Le malheureux prince qui les avait condamnés, ordonna de jeter aux chiens leurs cadavres pour être dévorés; voici la sentence : «Que l'on abandonne aux chiens et aux loups les corps des rebelles Gorgon et Dorothée, afin que les chrétiens ne viennent pas s'en emparer, et mépriser ensuite nos jugements, en les honorant comme des martyrs.» Mais la malice de l'impie tyran fut déjouée; car la nuit suivante les fidèles s'empressèrent de recueillir ces glorieuses dépouilles que les chiens et les loups avaient épargnées, et leur donnèrent une honorable sépulture. Depuis lors il se fait à leurs tombeaux des miracles fréquents, à la plus grande gloire du Christ; les infirmes y recouvrent la santé, les démoniaques y obtiennent leur délivrance, par les mérites des bienheureux martyrs tout-puissants auprès de Dieu.
Quelques années plus tard, le corps de saint Gorgon fut transporté à Rome, et déposé, sur la Voie Latine, entre les deux Lauriers, où il est entouré des plus magnifiques honneurs. Le Christ a voulu par là confier aux bienheureux martyrs un plus glorieux patronage, et après leur entrée dans la patrie éternelle, diviser leurs corps, afin que l'un protégeât la Grèce, et l'autre la sainte Église romaine; mais quoiqu'ils soient ainsi séparés, leur présence se fait tout entière sentir à chacun des tombeaux que l'on vient honorer. Ô Seigneur, toujours admirable dans vos saints, comme vous savez répandre vos bienfaits sur vos serviteurs ! En Grèce, on implore le secours de Dorothée; et son divin compagnon qui repose à Rome vient avec lui exaucer les vÏux des suppliants; les Romains, à leur tour, se rendent en foule pour prier au sépulcre de saint Gordon; et le bienheureux Dorothée accourt avec lui afin de favoriser les habitants de la grande cité.

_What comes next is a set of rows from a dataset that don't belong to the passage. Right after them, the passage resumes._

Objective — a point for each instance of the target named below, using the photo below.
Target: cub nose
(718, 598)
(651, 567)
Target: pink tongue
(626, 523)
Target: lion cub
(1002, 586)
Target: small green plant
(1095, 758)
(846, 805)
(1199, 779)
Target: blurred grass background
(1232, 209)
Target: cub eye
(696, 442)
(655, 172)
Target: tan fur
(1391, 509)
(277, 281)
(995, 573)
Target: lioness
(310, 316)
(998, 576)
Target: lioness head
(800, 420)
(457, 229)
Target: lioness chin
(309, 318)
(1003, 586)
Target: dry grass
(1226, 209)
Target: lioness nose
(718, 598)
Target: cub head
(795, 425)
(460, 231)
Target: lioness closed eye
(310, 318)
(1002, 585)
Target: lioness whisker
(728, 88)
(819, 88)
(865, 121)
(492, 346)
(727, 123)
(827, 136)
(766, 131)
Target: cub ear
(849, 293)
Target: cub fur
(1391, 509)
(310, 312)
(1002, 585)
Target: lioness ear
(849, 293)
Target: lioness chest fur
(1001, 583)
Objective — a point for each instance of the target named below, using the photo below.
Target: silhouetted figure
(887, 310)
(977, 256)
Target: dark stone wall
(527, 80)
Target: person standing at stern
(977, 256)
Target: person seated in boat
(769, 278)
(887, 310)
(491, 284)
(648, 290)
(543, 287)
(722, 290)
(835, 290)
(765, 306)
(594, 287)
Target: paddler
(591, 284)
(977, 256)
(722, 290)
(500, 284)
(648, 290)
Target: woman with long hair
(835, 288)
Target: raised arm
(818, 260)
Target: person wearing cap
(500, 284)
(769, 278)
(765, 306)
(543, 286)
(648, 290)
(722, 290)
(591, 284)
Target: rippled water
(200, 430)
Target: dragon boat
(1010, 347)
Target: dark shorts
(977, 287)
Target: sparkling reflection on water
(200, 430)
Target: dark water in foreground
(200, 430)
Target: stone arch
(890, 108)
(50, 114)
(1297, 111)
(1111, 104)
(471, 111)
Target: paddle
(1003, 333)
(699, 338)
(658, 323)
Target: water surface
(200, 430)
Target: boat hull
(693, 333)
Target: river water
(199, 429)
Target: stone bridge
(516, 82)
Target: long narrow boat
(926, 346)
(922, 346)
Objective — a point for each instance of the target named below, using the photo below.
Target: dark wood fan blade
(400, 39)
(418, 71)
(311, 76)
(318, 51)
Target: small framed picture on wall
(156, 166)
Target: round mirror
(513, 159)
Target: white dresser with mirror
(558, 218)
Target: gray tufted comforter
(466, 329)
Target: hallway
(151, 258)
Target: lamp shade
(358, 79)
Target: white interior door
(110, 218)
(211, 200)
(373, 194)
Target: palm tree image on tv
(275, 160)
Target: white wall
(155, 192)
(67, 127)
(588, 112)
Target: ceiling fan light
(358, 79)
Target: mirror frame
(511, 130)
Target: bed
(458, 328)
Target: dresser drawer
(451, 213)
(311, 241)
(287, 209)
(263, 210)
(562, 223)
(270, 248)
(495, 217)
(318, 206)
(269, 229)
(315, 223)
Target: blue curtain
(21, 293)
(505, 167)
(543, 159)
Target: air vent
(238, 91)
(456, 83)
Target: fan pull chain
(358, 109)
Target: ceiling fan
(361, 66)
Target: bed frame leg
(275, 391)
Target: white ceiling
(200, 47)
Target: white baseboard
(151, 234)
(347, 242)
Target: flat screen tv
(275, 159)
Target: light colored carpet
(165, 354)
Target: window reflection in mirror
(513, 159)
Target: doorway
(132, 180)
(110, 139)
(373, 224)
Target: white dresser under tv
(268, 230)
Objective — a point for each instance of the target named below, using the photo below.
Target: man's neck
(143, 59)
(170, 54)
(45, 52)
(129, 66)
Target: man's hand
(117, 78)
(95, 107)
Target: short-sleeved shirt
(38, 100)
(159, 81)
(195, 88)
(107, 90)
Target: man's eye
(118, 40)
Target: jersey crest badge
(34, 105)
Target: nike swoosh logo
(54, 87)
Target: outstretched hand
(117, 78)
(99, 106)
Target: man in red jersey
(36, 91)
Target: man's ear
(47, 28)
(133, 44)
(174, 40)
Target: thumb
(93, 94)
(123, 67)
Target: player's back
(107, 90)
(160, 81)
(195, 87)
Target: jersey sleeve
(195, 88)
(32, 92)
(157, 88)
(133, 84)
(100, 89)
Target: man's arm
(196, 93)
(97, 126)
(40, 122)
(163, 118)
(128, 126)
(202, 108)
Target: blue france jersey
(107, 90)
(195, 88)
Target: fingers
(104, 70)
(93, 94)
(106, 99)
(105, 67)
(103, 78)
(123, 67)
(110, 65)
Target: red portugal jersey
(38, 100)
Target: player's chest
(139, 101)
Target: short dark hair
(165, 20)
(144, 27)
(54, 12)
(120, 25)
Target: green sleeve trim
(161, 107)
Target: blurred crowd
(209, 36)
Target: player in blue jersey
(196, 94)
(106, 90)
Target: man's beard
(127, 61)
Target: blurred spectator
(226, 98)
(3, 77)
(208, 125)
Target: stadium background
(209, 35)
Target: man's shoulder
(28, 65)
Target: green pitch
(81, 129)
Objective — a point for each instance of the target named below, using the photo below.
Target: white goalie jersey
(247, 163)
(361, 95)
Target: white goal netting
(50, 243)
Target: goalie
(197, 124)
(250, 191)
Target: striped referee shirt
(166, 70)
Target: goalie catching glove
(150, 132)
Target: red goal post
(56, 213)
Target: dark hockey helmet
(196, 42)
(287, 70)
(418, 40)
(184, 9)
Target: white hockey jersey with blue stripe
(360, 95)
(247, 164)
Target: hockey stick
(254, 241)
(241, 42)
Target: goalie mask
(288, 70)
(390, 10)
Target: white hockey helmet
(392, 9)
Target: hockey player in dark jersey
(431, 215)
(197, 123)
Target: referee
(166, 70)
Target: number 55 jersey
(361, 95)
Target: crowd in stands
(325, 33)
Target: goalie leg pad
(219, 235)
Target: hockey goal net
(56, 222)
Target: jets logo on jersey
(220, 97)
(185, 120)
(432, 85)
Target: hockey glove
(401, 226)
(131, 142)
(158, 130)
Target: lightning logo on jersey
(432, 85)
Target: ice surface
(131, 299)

Après de longs siècles écoulés, les reliques de saint Gorgon furent transférées par le vénérable Chrodegand, évêque de Metz, dans le monastère de Gorze; plus tard encore, lorsque la foi chrétienne eut fait de merveilleux progrès dans la Saxe, ces sacrées dépouilles y furent transportées et déposées dans la ville de Minden; c'est là que saint Gorgon étend son patronage sur toutes les provinces saxonnes, sous le règne de notre Seigneur Jésus Christ qui vit dans tous les siècles des siècles. Amen.